You don’t need to talk to Pete and Lesley from Hayes (pictured) for very long to discover how hard it has been for them since Pete was diagnosed with Motor Neurone Disease (MND) a week before his 60th birthday in 2017.
Yet, despite the struggle of adjusting their life around MND, they never stop speaking positively of the support and friendship they’ve found at St Christopher’s.
Pete finds long conversations tiring, so Lesley explains what it was like when they first came to St Christopher’s. “We started coming here so that Pete could use the gym, but I have to admit that I didn’t really like entering the building. Usually, I’d drop him off for his session with the physio and then disappear off to do some shopping, or visit my mum. Everyone was so nice, but if I’m honest that made me more uncomfortable. I couldn’t understand how people could be so happy when it felt like our world was falling apart.”
Pete, 62, had worked for 25 years as a site manager in structured cabling. He says, “I kept going on to building sites, even after the diagnosis. For a long time my team supported me and made sure that I could keep doing the job I loved. It had got to the point where Lesley would drop me at the station and I would make my way into work with two walking sticks, but by May 2018, after a holiday with the family when I’d needed a wheelchair to get about, I realised that it was time to stop. It wasn’t fair on my colleagues, or Lesley, to keep pushing my luck.”
Now, when we come to the hospice, it’s a chance to meet with friends who really understand us and what we’re going through.
Lesley continues, “The more we came to St Christopher’s, the more we got to know people. We met Frances and Barry who work in the gym, the ladies from the knitting group, Fiona in fundraising and then we started to stay longer, have a cup of coffee or a bite to eat. Slowly but surely my feelings changed.
Now, when we come to the hospice, it’s a chance to meet with friends who really understand us and what we’re going through.
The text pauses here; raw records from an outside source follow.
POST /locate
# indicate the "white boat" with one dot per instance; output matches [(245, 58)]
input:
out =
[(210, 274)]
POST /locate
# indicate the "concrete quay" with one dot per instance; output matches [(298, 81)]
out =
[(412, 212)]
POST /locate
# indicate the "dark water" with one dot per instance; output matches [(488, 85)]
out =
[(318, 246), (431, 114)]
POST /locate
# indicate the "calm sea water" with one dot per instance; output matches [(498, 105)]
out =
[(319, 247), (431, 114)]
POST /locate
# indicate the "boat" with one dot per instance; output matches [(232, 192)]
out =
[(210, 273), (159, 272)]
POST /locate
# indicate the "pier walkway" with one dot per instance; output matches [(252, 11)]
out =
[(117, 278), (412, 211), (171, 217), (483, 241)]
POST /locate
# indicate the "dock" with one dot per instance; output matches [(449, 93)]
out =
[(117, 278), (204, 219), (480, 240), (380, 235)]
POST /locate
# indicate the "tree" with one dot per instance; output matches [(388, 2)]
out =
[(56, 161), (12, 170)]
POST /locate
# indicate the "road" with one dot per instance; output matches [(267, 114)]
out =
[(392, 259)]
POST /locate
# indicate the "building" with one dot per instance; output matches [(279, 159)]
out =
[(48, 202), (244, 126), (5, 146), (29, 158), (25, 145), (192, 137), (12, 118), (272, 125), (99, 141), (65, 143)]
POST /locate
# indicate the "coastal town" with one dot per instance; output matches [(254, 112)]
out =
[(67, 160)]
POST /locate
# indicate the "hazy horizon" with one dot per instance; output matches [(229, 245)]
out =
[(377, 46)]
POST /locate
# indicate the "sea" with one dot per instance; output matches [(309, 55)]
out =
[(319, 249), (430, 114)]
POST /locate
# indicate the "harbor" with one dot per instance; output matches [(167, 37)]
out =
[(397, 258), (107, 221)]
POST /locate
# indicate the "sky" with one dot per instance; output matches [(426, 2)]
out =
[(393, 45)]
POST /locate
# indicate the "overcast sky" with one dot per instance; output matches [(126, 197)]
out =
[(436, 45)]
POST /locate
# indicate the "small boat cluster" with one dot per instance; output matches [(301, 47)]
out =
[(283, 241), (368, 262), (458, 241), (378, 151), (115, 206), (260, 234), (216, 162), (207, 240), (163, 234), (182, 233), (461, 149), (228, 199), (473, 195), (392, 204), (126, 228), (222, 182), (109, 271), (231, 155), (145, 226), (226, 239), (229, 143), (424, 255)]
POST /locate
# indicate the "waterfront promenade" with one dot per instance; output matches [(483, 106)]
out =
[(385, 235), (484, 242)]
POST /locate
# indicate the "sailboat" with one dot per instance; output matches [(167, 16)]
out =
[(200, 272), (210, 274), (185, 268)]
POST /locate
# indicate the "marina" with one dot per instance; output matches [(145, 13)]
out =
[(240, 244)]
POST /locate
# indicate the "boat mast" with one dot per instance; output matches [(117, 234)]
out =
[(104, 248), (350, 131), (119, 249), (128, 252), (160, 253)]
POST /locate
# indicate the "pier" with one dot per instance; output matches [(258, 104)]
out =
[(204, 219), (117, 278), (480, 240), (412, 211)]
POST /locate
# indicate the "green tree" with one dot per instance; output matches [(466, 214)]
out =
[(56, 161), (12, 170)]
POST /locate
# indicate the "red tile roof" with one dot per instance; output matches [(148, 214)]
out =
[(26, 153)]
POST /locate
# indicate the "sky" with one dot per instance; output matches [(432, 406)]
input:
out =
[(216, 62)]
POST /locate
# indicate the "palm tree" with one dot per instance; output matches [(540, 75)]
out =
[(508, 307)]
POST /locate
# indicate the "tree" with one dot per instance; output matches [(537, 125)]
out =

No one is ever too busy to talk to you and it really feels like a proper community; we know who’ll be here when we arrive and we know that we can rely on them. Here, I can sit in a chair and have a couple of cups of coffee and I don’t have to move for a couple of hours. It’s a relief to take a break from being up and down and up and down at home – doing cleaning and washing and this and that. Being here stops us feeling lonely and isolated.”
Planning for the future is hardest when your future seems very different from the one you had in mind; for Pete and Lesley this has been one of the most difficult things to come to terms with. Lesley explains, “We’ve done things like sorting out power of attorney and the Will, but understanding how our future will be different is still something we’re working through. I’m not sure that it will ever feel ‘normal’, but I know that what we are facing will be easier with the love and support of our friends at St Christopher’s.”